Last weekend, I got an idea in my head about turning one of the Stripey Scrappy Hats from MDK Field Guide No. 12 into a sweater for Olive.
Naturally, I had to drop everything and make it. And by “drop everything,” I mean: prepping for the Jewish holiday of Rosh Hashana, for which I was expecting 14 people for dinner on Sunday evening.
When the knitting muse calls, you cannot let her go to voicemail.
The fun part of this sweater was . . . well, the whole thing. Everything about making it was fun.
Fun Thing Number 1: turning a hat into a dog sweater.
Fun Thing Number 2: getting stripey with Rowan Big Wool.
Fun Thing Number 3: bribing Olive to try it on. OK that was only fun for Olive, who got more than her fair share of lox from my Sunday morning bagel, and then turned into Devil Dog when it was time to keep her side of the bargain.

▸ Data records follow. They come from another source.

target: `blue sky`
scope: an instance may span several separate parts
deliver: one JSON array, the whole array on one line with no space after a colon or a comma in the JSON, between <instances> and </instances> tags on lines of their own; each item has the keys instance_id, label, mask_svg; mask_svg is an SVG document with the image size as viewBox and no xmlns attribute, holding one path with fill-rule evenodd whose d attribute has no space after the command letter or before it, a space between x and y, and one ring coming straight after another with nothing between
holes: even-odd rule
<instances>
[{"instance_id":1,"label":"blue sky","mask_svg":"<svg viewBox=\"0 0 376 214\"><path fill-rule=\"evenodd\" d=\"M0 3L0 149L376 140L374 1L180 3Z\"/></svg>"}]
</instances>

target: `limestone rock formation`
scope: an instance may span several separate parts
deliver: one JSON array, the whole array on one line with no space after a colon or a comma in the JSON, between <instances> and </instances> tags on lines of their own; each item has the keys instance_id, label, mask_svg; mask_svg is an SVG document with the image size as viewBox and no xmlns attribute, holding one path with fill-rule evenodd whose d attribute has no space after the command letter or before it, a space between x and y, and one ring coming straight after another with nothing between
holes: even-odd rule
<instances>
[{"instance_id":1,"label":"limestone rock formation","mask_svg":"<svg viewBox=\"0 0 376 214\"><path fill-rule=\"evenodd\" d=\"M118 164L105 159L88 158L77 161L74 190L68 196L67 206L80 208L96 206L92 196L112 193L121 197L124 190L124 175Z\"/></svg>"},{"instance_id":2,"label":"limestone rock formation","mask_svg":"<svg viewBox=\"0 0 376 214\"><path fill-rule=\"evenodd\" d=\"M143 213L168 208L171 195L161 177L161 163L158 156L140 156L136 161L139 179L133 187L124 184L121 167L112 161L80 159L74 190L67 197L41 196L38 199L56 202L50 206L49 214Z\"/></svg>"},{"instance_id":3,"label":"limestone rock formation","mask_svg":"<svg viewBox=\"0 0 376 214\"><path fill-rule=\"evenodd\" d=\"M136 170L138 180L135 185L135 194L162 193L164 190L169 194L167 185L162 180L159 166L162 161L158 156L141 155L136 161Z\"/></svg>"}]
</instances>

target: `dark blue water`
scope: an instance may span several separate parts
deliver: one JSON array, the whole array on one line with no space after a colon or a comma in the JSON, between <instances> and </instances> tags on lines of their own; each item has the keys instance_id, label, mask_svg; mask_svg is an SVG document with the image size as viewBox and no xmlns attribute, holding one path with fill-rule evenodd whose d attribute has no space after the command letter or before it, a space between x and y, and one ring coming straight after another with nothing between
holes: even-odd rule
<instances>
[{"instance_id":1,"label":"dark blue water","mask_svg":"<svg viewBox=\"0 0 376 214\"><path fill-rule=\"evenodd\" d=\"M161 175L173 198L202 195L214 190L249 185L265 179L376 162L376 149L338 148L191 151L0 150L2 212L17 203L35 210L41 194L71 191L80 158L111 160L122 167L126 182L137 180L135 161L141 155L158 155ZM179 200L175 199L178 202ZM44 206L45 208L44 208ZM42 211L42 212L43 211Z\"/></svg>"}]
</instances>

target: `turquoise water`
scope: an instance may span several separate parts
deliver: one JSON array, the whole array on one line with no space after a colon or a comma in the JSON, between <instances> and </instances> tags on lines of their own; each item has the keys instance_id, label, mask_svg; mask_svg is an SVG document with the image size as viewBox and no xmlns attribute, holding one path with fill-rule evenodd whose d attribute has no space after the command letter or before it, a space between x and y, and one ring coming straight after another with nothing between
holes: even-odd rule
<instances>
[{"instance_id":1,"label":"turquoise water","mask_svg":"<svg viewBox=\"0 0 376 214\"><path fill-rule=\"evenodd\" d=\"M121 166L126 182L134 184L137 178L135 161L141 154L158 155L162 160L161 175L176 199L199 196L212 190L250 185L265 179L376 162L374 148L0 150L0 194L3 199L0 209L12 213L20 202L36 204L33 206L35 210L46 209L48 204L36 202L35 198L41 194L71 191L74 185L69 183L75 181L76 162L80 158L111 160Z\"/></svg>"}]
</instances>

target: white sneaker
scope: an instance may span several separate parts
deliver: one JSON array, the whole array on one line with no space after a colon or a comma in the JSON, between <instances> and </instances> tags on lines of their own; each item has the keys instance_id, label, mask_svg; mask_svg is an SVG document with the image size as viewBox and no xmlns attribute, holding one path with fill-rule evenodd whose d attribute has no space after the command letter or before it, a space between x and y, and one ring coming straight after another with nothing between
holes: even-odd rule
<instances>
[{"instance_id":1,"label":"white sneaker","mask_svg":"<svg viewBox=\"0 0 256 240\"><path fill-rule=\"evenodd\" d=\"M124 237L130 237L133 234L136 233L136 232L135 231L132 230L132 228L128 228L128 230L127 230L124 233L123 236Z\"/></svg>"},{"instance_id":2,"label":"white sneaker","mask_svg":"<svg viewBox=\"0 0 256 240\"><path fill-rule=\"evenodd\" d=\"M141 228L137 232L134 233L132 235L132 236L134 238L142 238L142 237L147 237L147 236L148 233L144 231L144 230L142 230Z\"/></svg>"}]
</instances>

I didn’t use a pattern. I just followed Dana Williams-Johnson’s formula for custom dog sweaters.
I didn’t even follow it that closely. I figured Olive would need a 12-inch neck opening, and I cast on 24 stitches to approximate that in my Big Wool Gauge. After the ribbing for the neck, I worked 3 increase rows, a few rounds apart each time, until I had 40 stitches. Then I eyeballed the placement of the leg holes in the spots where Olive’s legs would go, and made 4-stitch horizontal buttonholes in those places, using the beginning-of-round marker to center their placement. I even worked a few short rows to put a sassy curve in the back hem, as Dana suggested.
It was the work of two hours on a very exciting Saturday night, listening to David Tennant talk about playing Hamlet, and only getting slightly behind schedule on my Rosh Hashana dessert baking.
The most fun was picking colors for the stripes. I know it’s crazy—she is a dog, I’m aware—but I feel there are colors that suit Olive, and colors that don’t. Her best color is red, followed by black and tan, the colors of her coat. Cool, pale colors are not for her. Not having any red, I focused on black and tan (in Big Wool shade-speak: Smoky and Biscotti), then filled in with warm pinks, one hot (Pantomime), one dusty (Prize), and one beige-y (Concrete).
Photo tip: To focus the model’s attention, try having a stranger in the kitchen working on your dishwasher. or substitute the trespasser of your choice.
Super proud of the leg hole placement.
When the lady won’t let you proteck from introders.
In the MDK Shop
“Flip It, Then Flop It”
My knitting cup overfloweth: I’m also having a great time with my Superscript Shawl, trying to stay caught up with the knitalong.
My shades of Amores Raíz are: Sherlock (teal), Charisma (minty aqua), and Alliteration (reddish pink).
Remember my problem keeping track of when to increase at right edge? In the comments to that post, a kind reader steered me to Lucy Neatby’s video demonstrating a fantastically clever solution: using yarn as a running marker and as a mechanism for counting rows.
Here’s the video:
It’s brilliant, useful for counting rows and keeping track of shaping, and also helpful in other ways that Lucy demonstrates in the video. No more—or at least, a great reduction in— stitch markers pinging across the floor and slipping into the cracks of car seats. An easy, intuitive, legible method. You flip the yarn, and then you flop it, as Lucy says. And it’s free!